Он всадил каблуки в бока лошади и заорал. Вот теперь пришла боль. Боль, словно в ногу вдавили раскалённое клеймо. Скакун дёрнулся на каменистой тропе, и он упустил поводья, подскочил в седле, сжимающая приказ рука забарахталась в воздухе. Затем он ударился оземь, зубы клацнули, голова закружилась. Его перевернуло ещё и ещё.
Шатаясь, он привстал, всхлипнул от боли в ноге. Полуподпрыгивая, попытался обрести чувство. У него получилось вытащить меч. Сзади на тропе стояли двое. Северяне. Один шёл к нему, решительно, в руке кинжал. Другой держал лук.
— На помощь! — вскричал Ледерлинген, но слабо, хрипло. Он не помнил, когда проезжал мимо последнего солдата Союза. Перед тем как заехать в промоину, он вроде бы заметил разведчиков, но с тех пор прошло уже заметное время.
— На пом…
Стрела прошила рукав его кителя. Прошила руку внутри него. На этот раз было больно с самого начала. Он с воплем выронил меч. Сместил вес на правую ногу, и та подалась под ним. Он повалился на береговой склон, дикие, мучительный толчки простреливали его конечности, когда сломанные древки натыкались на землю.
Он лежал в грязи. Всё ещё с приказом в руке. Попытался подняться. Услышал, как рядом зашуршал сапог. Что-то сбоку ударило в шею, отдавая сотрясением в затылок.
Дно Канавы вырвал из руки южанина листок бумаги, вытер нож о спину его куртки, а потом поставил ногу ему на голову и вдавил лицом в кровавую грязь. Желая, чтобы тот больше не кричал. Отчасти в целях маскировки, а отчасти просто потому, что в последнее время он перестал выносить звуки умирающих. Если нужно — значит будет сделано, так тому и быть, но какой прок по новой выслушивать одно и то же? Спасибо, увольте.

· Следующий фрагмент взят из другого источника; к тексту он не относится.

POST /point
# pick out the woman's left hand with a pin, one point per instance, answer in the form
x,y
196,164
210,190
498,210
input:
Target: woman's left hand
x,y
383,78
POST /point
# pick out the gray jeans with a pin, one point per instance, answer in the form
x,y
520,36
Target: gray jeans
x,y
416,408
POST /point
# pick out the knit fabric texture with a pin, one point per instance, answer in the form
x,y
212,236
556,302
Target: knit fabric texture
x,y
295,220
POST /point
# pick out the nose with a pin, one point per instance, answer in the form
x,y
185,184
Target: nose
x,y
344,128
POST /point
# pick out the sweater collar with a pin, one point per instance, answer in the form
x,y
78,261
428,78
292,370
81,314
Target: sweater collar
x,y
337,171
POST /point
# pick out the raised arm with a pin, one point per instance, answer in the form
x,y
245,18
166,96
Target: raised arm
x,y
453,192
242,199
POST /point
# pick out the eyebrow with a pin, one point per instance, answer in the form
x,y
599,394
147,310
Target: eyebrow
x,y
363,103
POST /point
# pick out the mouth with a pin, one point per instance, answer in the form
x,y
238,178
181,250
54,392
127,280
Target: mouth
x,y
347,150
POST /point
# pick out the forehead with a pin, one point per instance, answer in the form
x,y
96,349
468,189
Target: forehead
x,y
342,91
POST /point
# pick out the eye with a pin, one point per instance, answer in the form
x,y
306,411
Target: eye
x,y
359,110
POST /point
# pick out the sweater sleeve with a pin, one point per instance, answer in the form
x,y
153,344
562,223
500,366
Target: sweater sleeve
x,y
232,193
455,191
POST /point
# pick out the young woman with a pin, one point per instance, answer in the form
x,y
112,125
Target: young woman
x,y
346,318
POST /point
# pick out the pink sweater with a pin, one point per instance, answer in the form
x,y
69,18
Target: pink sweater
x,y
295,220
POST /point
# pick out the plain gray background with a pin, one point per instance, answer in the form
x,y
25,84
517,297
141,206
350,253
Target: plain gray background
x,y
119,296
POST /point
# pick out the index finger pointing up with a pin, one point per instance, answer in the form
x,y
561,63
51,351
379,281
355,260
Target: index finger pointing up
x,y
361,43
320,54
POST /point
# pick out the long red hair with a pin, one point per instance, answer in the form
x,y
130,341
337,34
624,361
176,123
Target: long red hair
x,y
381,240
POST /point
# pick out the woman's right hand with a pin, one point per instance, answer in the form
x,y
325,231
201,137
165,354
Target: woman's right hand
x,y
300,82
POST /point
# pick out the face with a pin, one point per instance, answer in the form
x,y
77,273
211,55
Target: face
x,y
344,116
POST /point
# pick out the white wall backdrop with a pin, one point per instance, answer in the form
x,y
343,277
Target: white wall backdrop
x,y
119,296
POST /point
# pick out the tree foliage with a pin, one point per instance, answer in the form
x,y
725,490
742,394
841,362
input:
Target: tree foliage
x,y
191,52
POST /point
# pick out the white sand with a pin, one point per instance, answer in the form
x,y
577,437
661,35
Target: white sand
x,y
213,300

Отмель вывел лошадь южанина на берег, к топкому ложу ручья. — Смотри, какая красивая моя женщина, правда? — спросил он, улыбаясь ей.
— Не называй её так. Это тебе лошадь, а не жена.
Отмель потрепал лошадь за морду.
— Она всяко покрасивше, чем была твоя жена.
— Это грубо и не к месту.
— Прости. Так что будем делать с этим… животным? Оно очень красивое. Стоит целую…
— Как ты собрался тащить её через реку? Я не попру её по болоту, а на мосту, вдруг ты забыл, сейчас пизделка.